CURWOOD: It’s Living on Earth. I’m Steve Curwood.

[MUSIC ON THE VICTROLA: King Oliver and his Creole Jazz band/Louis Armstrong, “Alligator Hop,” on King Oliver’s Creole Jazz Band: Alligator Hop, composed by King Oliver, Gennett Records]

CURWOOD: We’ve come to the 200-year old home of celebrity chef Barton Seaver. It’s just up the hill from a Maine coast harbor, and just inside the door there is an old-time Victrola that Barton has cranked up to give us a bit of King Oliver and his Creole jazz band.

[MUSIC]

And, while his kitchen fits nicely into the antique décor, it is strictly modern for Barton when it comes to the cooking.
[SOUNDS OF UNWRAPPING OYSTERS]

SEAVER: So, you were asking earlier about how, how to open an oyster. Well, that's how it is one of the only foods we eat that comes inside of a rock, and the way to open it is to take the rock in one hand, take a sharp object - basically the shank - in another hand point the shank directly at your other hand and then pry with strength. There's a reason why people are pretty intimidated by this.

[LAUGHS]


Catch sizes have shrunk dramatically over the years. (Photo: Courtesy of Monroe County Public Library)

So, we've picked up the two different providences of oysters here. So, this is the Nonesuch oysters of my friend Abigail Carrol. She grows these smaller oysters, beautiful shell hinge on them, and these are wild oysters from Damariscotta, powerful tidal river up the coast. You can see, they're just a little bit more unruly in their shape and form and size, and, well, they are a little bit dirtier.
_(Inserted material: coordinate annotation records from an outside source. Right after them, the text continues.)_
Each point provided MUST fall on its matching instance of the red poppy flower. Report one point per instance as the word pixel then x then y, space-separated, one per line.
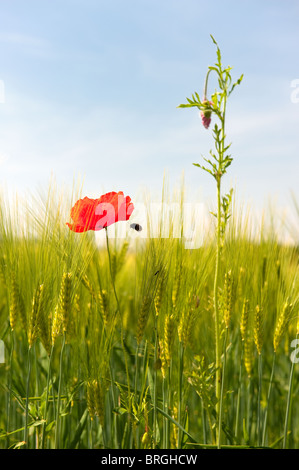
pixel 96 214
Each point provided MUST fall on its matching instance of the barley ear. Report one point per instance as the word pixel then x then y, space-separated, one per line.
pixel 227 298
pixel 281 324
pixel 65 299
pixel 244 319
pixel 258 329
pixel 34 321
pixel 104 306
pixel 143 317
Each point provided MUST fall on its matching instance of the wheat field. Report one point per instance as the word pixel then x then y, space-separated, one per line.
pixel 112 345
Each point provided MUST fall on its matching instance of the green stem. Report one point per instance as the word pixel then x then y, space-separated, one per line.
pixel 222 390
pixel 180 392
pixel 8 410
pixel 259 400
pixel 121 325
pixel 155 387
pixel 216 309
pixel 268 399
pixel 57 430
pixel 289 401
pixel 27 399
pixel 239 397
pixel 47 398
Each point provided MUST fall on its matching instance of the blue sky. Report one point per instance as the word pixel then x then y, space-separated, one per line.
pixel 91 90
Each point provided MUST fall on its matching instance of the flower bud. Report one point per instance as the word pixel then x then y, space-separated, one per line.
pixel 206 114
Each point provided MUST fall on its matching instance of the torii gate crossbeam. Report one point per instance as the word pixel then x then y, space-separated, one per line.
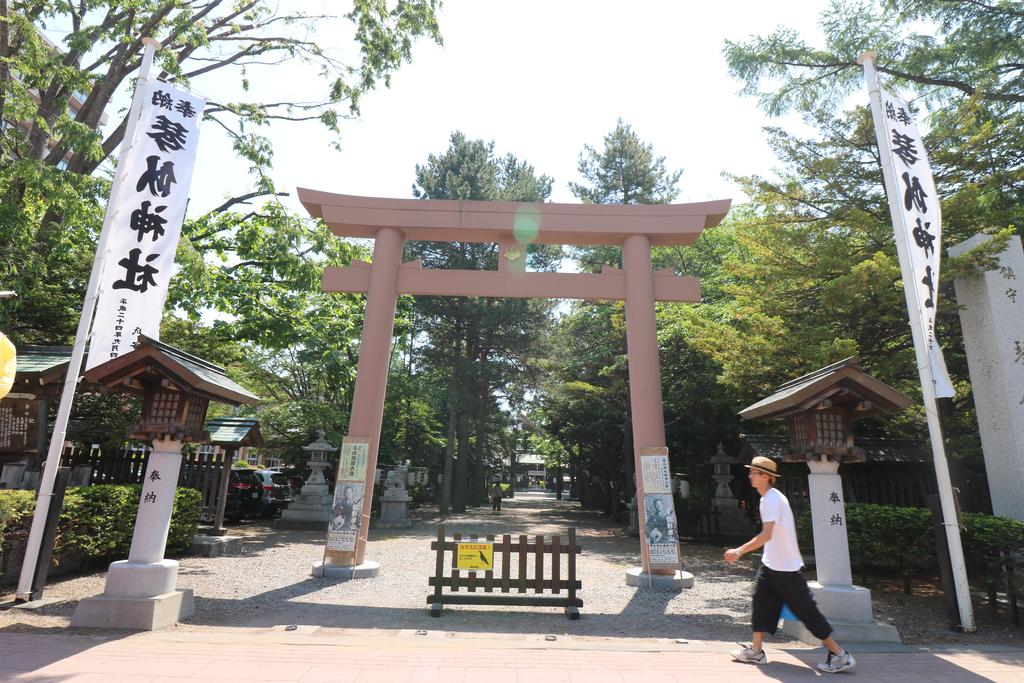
pixel 391 221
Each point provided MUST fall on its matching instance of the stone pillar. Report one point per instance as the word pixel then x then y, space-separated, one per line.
pixel 832 549
pixel 140 591
pixel 847 607
pixel 992 318
pixel 371 383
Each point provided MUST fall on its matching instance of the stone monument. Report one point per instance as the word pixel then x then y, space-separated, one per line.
pixel 394 501
pixel 311 508
pixel 176 389
pixel 992 319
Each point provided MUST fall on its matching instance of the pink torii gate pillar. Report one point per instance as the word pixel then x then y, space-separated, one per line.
pixel 390 221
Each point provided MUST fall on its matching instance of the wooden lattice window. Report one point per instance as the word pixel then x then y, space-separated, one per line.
pixel 164 408
pixel 197 412
pixel 829 427
pixel 800 434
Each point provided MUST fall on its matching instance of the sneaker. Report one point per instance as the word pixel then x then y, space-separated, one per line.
pixel 748 655
pixel 836 664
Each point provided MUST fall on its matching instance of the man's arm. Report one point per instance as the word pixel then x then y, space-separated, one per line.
pixel 761 539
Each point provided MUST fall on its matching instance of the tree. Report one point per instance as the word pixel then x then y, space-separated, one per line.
pixel 55 98
pixel 251 260
pixel 590 377
pixel 626 171
pixel 822 280
pixel 482 343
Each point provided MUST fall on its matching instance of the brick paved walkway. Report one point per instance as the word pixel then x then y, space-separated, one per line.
pixel 313 653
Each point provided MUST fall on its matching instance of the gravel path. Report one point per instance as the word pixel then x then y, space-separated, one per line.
pixel 268 585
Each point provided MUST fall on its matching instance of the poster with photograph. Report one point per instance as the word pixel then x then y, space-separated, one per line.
pixel 654 472
pixel 660 529
pixel 345 515
pixel 354 454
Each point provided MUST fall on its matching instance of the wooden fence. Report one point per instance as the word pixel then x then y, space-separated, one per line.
pixel 489 589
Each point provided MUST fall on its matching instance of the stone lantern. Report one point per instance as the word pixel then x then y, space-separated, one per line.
pixel 311 508
pixel 176 390
pixel 731 520
pixel 819 409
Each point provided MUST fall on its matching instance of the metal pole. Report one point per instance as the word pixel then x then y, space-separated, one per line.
pixel 921 352
pixel 24 593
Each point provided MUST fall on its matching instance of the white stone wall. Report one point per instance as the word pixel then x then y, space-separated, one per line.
pixel 992 318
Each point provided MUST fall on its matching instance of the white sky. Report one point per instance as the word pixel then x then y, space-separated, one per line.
pixel 541 79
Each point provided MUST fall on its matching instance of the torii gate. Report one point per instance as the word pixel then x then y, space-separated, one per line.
pixel 391 221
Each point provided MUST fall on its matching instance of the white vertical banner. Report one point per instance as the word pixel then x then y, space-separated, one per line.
pixel 147 213
pixel 919 223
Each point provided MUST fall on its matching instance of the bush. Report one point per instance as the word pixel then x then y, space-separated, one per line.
pixel 15 516
pixel 96 522
pixel 902 541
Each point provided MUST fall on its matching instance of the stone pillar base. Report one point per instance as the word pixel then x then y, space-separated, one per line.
pixel 107 611
pixel 140 580
pixel 848 609
pixel 658 582
pixel 368 569
pixel 314 520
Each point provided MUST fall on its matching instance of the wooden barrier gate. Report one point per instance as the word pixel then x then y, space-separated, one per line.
pixel 522 583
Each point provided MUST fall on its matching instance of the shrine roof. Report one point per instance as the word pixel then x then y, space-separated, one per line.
pixel 43 359
pixel 843 381
pixel 198 374
pixel 450 220
pixel 530 459
pixel 233 431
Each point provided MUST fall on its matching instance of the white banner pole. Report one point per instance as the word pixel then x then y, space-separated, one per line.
pixel 921 352
pixel 24 593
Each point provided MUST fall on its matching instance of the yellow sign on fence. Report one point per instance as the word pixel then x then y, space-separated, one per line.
pixel 475 556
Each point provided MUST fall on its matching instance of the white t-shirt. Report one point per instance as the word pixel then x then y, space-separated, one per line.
pixel 781 553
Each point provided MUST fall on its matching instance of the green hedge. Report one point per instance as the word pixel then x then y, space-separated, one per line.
pixel 902 541
pixel 96 522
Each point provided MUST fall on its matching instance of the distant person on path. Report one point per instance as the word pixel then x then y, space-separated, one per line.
pixel 496 498
pixel 779 581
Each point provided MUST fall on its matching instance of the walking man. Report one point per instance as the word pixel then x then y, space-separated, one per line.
pixel 779 581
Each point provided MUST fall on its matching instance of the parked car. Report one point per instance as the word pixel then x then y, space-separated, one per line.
pixel 275 492
pixel 245 495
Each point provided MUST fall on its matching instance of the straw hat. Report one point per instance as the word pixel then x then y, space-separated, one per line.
pixel 762 464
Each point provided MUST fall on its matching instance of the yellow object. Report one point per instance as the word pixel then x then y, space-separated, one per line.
pixel 8 365
pixel 475 556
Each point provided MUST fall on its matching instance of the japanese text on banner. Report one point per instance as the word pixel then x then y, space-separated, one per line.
pixel 153 184
pixel 920 221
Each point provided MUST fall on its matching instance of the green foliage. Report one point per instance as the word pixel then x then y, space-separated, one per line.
pixel 463 350
pixel 15 516
pixel 51 201
pixel 625 171
pixel 902 541
pixel 97 522
pixel 992 547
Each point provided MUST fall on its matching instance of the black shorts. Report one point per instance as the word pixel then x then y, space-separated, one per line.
pixel 772 589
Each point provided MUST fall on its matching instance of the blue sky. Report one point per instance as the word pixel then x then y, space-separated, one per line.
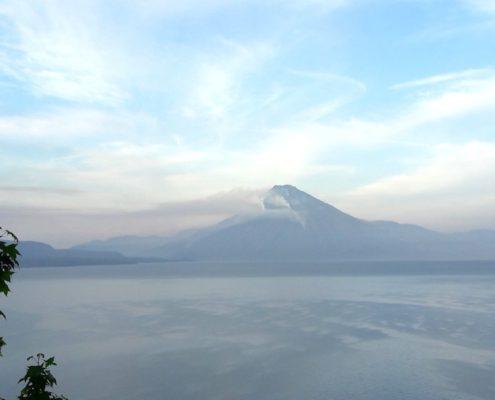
pixel 109 108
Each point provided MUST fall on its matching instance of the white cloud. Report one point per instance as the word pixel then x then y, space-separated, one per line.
pixel 59 49
pixel 467 169
pixel 68 124
pixel 443 78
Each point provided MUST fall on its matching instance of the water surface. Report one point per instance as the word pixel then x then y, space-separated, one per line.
pixel 155 332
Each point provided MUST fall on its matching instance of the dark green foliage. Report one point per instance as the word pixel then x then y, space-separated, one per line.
pixel 39 380
pixel 8 264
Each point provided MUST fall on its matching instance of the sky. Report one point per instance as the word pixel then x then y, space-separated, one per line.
pixel 148 117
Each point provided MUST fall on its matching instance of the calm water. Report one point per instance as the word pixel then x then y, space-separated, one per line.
pixel 143 332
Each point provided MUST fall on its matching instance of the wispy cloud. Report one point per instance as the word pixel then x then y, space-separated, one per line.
pixel 59 49
pixel 443 78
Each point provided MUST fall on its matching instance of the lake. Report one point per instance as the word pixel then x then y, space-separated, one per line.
pixel 265 332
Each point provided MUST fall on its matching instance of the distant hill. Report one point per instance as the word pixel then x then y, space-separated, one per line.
pixel 37 254
pixel 126 245
pixel 295 226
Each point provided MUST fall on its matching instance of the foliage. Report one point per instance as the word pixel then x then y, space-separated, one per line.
pixel 39 380
pixel 38 377
pixel 8 264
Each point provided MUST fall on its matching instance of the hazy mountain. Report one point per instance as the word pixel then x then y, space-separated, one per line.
pixel 36 254
pixel 296 226
pixel 126 245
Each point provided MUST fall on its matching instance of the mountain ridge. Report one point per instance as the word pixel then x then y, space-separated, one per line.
pixel 293 225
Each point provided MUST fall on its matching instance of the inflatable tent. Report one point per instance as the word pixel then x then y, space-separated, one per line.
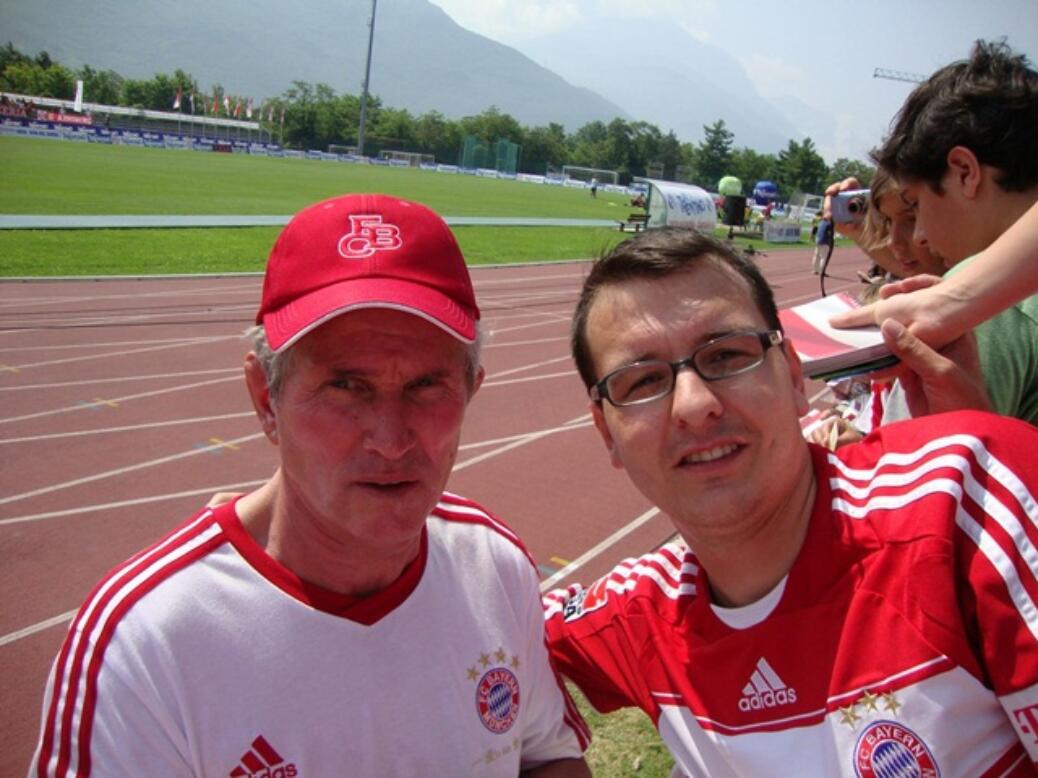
pixel 674 204
pixel 765 192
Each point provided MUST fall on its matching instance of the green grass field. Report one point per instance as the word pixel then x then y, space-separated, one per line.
pixel 48 176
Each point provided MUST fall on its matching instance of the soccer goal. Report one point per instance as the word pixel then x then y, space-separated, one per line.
pixel 586 173
pixel 411 158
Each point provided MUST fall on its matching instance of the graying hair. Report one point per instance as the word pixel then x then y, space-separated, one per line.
pixel 276 365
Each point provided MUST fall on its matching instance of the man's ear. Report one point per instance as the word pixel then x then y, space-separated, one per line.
pixel 964 171
pixel 796 376
pixel 598 417
pixel 255 382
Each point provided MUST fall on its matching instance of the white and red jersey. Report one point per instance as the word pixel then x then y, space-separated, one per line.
pixel 202 656
pixel 902 642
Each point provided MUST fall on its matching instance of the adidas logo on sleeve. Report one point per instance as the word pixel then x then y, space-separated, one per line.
pixel 765 690
pixel 263 761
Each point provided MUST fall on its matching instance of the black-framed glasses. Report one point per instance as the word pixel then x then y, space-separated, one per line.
pixel 653 379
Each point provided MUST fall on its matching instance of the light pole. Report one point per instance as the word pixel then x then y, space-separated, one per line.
pixel 367 76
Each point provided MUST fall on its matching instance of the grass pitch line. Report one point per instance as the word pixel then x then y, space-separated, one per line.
pixel 593 552
pixel 571 424
pixel 128 469
pixel 125 398
pixel 116 320
pixel 533 341
pixel 252 288
pixel 208 491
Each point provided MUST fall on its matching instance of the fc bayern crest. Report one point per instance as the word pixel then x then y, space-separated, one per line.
pixel 497 699
pixel 890 750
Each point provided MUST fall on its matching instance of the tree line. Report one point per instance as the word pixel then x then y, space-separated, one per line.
pixel 315 116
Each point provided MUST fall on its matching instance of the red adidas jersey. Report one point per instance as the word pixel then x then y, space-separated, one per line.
pixel 202 656
pixel 902 642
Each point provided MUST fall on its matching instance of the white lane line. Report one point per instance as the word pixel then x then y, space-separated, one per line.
pixel 521 440
pixel 492 384
pixel 10 637
pixel 124 353
pixel 121 379
pixel 128 469
pixel 596 550
pixel 209 491
pixel 480 283
pixel 530 366
pixel 124 398
pixel 127 428
pixel 530 341
pixel 100 344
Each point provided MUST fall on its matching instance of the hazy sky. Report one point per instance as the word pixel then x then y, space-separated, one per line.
pixel 821 53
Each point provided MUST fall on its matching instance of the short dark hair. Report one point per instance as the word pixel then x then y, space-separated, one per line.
pixel 987 104
pixel 657 254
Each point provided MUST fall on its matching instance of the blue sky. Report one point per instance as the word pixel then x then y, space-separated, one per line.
pixel 818 55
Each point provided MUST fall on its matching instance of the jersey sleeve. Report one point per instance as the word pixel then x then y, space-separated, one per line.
pixel 978 473
pixel 109 720
pixel 555 729
pixel 998 554
pixel 601 637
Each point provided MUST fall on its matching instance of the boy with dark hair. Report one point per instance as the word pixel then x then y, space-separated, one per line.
pixel 964 149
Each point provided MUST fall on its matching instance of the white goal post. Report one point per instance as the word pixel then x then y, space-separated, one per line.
pixel 586 173
pixel 411 158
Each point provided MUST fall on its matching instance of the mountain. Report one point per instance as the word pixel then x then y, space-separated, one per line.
pixel 660 74
pixel 421 61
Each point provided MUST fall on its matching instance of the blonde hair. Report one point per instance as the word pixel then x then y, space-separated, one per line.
pixel 876 230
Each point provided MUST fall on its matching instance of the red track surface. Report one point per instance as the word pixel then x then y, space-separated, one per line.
pixel 124 410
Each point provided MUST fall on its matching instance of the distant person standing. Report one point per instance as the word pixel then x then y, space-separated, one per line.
pixel 824 239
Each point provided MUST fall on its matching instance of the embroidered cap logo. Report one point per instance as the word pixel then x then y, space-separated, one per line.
pixel 366 235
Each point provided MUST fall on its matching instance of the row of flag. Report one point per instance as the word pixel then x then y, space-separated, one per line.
pixel 228 110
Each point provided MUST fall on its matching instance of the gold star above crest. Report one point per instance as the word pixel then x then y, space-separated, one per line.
pixel 870 701
pixel 891 702
pixel 848 716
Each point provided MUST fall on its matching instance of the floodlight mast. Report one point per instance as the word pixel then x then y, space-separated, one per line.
pixel 911 78
pixel 367 76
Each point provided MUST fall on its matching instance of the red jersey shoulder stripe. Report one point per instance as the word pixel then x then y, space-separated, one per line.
pixel 457 508
pixel 65 744
pixel 668 574
pixel 950 466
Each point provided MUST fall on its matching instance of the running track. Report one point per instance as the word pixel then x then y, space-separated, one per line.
pixel 124 409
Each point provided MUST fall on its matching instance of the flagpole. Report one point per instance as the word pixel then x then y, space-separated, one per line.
pixel 367 76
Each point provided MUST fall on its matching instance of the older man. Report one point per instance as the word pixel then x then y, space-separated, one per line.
pixel 869 612
pixel 348 617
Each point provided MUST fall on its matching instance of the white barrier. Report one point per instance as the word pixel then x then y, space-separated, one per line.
pixel 782 231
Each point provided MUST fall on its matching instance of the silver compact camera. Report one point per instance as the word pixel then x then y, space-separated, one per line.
pixel 849 207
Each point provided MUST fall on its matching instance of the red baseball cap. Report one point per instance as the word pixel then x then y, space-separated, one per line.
pixel 365 251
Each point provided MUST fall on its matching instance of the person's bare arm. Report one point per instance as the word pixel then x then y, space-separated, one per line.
pixel 1002 275
pixel 936 382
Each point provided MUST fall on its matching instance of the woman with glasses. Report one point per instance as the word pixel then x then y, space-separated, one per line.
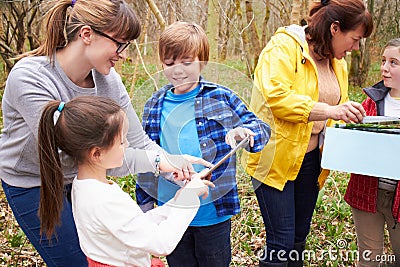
pixel 83 41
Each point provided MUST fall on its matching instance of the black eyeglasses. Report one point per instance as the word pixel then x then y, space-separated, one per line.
pixel 121 46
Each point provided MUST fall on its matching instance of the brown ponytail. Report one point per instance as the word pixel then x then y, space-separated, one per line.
pixel 84 122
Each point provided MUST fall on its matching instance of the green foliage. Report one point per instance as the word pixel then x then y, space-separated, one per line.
pixel 332 229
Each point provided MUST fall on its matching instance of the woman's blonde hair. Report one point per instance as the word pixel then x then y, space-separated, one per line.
pixel 65 18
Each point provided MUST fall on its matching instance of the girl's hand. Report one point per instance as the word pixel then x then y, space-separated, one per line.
pixel 238 134
pixel 180 165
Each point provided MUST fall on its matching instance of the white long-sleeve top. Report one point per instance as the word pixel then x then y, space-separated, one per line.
pixel 112 229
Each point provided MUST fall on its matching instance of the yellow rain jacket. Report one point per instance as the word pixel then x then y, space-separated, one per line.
pixel 285 90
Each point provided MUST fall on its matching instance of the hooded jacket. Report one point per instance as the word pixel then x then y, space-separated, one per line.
pixel 362 190
pixel 285 91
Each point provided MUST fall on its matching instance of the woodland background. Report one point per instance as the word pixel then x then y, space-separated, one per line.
pixel 237 31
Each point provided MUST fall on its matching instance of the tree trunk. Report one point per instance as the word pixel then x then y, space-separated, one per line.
pixel 296 12
pixel 157 13
pixel 255 43
pixel 244 40
pixel 212 25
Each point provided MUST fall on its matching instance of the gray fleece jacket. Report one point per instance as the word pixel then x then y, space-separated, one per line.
pixel 32 82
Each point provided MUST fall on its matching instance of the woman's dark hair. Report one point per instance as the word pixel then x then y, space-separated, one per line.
pixel 348 14
pixel 84 123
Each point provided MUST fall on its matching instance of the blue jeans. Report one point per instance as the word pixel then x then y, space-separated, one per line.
pixel 203 246
pixel 63 249
pixel 287 214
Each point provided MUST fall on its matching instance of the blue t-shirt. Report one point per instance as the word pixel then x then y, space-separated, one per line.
pixel 178 135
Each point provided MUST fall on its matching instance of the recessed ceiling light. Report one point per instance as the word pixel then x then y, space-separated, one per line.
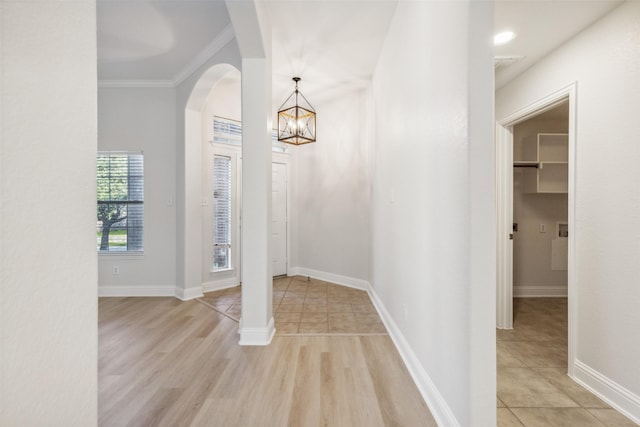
pixel 503 37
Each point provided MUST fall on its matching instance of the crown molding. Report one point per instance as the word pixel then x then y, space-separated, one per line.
pixel 220 41
pixel 136 83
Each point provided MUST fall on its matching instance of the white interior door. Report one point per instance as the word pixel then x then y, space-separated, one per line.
pixel 279 218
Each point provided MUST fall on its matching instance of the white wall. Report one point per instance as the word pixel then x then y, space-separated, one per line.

It doesn't make them any less, any less delicious, in fact, they both will give off their own charm and unique qualities, and that's the whole point of an oyster.

CURWOOD: What's the secret here, Barton? You got right into that oyster, no problem.

SEAVER: Well, the two shells are held together by the adductor muscle right, in the center. When you look at an oyster, you think it's the round little disc in the middle. That's actually the same muscle that you...That's what we would call a scallop in the scallop animal. In that animal, though, we only eat that muscle. That muscle holds the two shells together. The top shell is flat. The bottom shell, cupped, holds the body of the oyster. You go in through the very back, where the shells meet in the hinge, and once you get the knife between the shells, use a twisting leverage to separate them just enough so that you can get the flat angle of the knife to then slide along the underside of the top shelf and thus slice the adductor muscle free. At that point the oyster is connected to the bottom shell by that same muscle, you scoop out from below, and you have an oyster sitting there jiggling with all of that fresh, beautiful brine and liquor.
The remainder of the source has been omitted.